In 2002, their son was born (MFO Deployment) and in 2003, their daughter was born (OIF2). In 2008, they moved back to their home state to live close to family. Rachelle has been an active contributor with SpouseBUZZ since 2005. She currently works full-time at a physician’s office, and is active with her church and school's PTO. Her son has recently been diagnosed with Asperger's Syndrome, a subject that she is exhaustingly studying and learning to work with day-by-day. In 2010, Rachelle's mother-in-law moved in with the family, and they added a German shorthaired pointer named "Poncho" to the tribe as well. Rachelle enjoys spending as much "down time" with her family as possible - usually something outdoors or movie nights. Her favorite foods are sushi, steak, chocolate, and coffee. Her special skills include being an awesome cook, identifying odd accents by state or country, having an incredible sense of smell (almost bloodhound-like), and watching people at airports during long, unexpected layovers.

  • Dbie

    I’m glad I’m not the only one who was weepy for days leading up to Sunday’s anniversary. And I’m also angry at how many Americans have forgotten what 9/12/11 was like. It saddens me to think that your children and mine don’t remember a day without war. It pisses me off when people ask me what my husband does, and I say “He’s in the Army”… they say “I hate this war. We shouldn’t be there. How could your husband stay in the Army?” They are clueless. And to be honest.. sometimes I wish he wasn’t in the Army, but he is and I love and respect him for it.

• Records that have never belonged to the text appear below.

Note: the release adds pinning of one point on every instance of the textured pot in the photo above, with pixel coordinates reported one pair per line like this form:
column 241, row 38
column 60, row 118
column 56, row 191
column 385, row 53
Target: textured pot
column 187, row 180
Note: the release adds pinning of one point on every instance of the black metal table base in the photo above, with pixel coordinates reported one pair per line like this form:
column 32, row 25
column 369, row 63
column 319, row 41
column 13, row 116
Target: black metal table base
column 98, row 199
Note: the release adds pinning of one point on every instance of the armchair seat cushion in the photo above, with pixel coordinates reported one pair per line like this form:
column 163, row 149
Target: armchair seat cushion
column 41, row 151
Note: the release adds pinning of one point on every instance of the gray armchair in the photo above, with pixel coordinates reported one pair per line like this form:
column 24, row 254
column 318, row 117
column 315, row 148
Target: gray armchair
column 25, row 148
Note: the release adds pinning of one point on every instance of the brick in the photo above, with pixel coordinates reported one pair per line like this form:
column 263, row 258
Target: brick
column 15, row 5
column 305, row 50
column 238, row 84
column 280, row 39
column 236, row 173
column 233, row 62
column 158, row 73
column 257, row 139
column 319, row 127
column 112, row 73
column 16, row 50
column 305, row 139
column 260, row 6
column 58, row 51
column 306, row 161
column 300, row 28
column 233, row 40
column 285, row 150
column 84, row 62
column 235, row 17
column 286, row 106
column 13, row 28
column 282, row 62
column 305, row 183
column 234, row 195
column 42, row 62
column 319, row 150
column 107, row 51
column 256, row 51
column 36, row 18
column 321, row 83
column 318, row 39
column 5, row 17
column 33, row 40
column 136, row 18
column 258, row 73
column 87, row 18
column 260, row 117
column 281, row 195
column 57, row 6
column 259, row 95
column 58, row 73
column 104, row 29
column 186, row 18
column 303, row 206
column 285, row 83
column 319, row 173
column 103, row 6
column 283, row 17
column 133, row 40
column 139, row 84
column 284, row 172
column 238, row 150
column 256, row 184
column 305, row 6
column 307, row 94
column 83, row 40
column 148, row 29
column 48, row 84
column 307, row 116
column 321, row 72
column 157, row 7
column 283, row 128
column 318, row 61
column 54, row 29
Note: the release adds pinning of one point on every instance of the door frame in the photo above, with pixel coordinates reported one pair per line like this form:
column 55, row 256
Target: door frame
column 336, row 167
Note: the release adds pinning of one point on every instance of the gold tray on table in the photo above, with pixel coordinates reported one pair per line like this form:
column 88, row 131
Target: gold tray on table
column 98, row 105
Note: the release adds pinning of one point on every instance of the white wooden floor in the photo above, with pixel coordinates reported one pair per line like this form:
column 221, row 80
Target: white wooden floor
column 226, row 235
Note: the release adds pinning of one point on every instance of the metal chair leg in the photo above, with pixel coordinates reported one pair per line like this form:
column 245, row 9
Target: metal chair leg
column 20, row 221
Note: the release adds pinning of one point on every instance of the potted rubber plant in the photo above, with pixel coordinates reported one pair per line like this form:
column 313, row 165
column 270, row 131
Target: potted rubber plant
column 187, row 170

    On Friday, Keith asked me if it was ok for him to volunteer for a deployment. I said “You know I won’t hold you back… ” because none of us WANT our husbands to deploy, but we know that’s what they do.

  • Petra

    When 9/11 happened, I was shocked, appalled, and in utter disbelief. While I watched the news about US troops going into Afghanistan, I was attentive, because I had known soldiers and I worried about them, but that was the extent on how personal it got. It wasn’t until 2003, when I met and fell in love with my soldier that it became so much more personal to me. Suddenly 9/11 got a whole new meaning as I waved my soldier off to war, waited for him for months, welcomed him home again, only to watch him leave again. 10 years later, I am angry, too. While I cared back when it happened, and while I grieved along with the world, it wasn’t as personal back then as it is now…

  • Lauramroberts

    Well Said Rachelle! I had to turn the TV off, 4 days of it was a just too much for me to handle. And you are spot on regarding the complete lack of respect and some of the senseless comments people make to us.